Gold radon seeds were used to treat infantile hemangiomas in the United States and Europe from the early 1940s to the 1960s; their use declined dramatically in the 1950s due to adverse effects and discovery of the potential for future malignancies as well as the development of safer and more effective treatments.^1,3 Our patient received a substantial dose of ionizing radiation from the implantation of gold radon seeds at the site of the infantile hemangioma, which dramatically increased her risk for BCC in this location.
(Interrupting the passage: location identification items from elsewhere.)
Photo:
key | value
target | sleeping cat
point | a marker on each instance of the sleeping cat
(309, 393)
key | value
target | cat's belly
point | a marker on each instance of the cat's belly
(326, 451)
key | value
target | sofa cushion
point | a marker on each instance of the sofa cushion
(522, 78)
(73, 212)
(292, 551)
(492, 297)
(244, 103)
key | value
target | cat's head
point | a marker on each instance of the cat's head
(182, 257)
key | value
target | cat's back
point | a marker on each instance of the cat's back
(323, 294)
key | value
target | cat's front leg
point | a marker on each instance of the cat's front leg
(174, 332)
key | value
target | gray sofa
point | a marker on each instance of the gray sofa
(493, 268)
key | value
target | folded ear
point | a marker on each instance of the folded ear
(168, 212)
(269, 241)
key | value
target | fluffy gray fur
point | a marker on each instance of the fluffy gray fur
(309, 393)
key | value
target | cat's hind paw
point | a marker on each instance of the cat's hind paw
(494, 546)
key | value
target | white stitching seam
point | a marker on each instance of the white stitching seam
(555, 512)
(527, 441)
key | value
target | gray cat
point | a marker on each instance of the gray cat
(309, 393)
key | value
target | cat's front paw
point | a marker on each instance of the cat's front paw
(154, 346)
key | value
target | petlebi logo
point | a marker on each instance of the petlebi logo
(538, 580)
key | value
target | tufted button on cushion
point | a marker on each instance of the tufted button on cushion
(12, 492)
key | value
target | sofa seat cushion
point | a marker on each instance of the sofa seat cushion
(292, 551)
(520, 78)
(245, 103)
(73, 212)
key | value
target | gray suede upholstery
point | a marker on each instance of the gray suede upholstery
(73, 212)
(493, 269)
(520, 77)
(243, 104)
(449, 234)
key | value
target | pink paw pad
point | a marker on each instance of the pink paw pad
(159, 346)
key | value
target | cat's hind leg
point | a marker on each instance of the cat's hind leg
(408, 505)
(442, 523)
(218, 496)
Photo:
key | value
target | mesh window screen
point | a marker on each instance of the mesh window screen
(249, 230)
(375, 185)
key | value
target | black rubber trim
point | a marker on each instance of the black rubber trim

Infantile hemangiomas are the most common vascular tumors in children. Most infantile hemangiomas regress spontaneously and are stably involuted by about 5 or 6 years of age.⁶ Treatment is indicated for rapidly growing hemangiomas that are at risk for ulceration or are located by critical structures (eg, the eyes or airway). Hemangiomas located on or near the lips should be treated to avoid disfigurement and loss of function as a consequence of rapid growth and involution.⁷ The treatment of choice for large or high-risk infantile hemangiomas over the past 10 to 15 years has been beta blockers.^6-8 Propranolol hydrochloride, a systemic beta blocker, was approved by the US Food and Drug Administration in 2014 for the treatment of infantile hemangiomas and has demonstrated safety and effectiveness in promoting involution in these lesions.⁸ Unlike radiation therapy from implanted gold radon seeds, propranolol does not increase the risk for BCC. Although other risk factors such as skin type and cumulative UV exposure contribute to the development of BCC, the exact location of the BCC overlying the residual gold radon seeds was highly suggestive of ionizing radiation playing a major role in the carcinogenesis of the tumor in our patient.

Our case highlights the importance of screening elderly patients for exposures that may increase the risk for skin carcinogenesis. Dermatologists are accustomed to asking about history of UV exposure, sunburns, and use of sun-protective measures; however, direct questioning about less common sources of radiation exposure also may help stratify a patient’s risk for developing BCC. Although the US Preventive Services Task Force 2023 guidelines determined there is insufficient evidence to recommend visual skin cancer screening examinations in asymptomatic adults,⁹ we advocate for verbal screening of radiation exposure in both primary care and dermatology office settings. At a time when access to care, particularly dermatology services, is challenging, determining the appropriate interval for follow-up based on the patient’s skin cancer risk is imperative.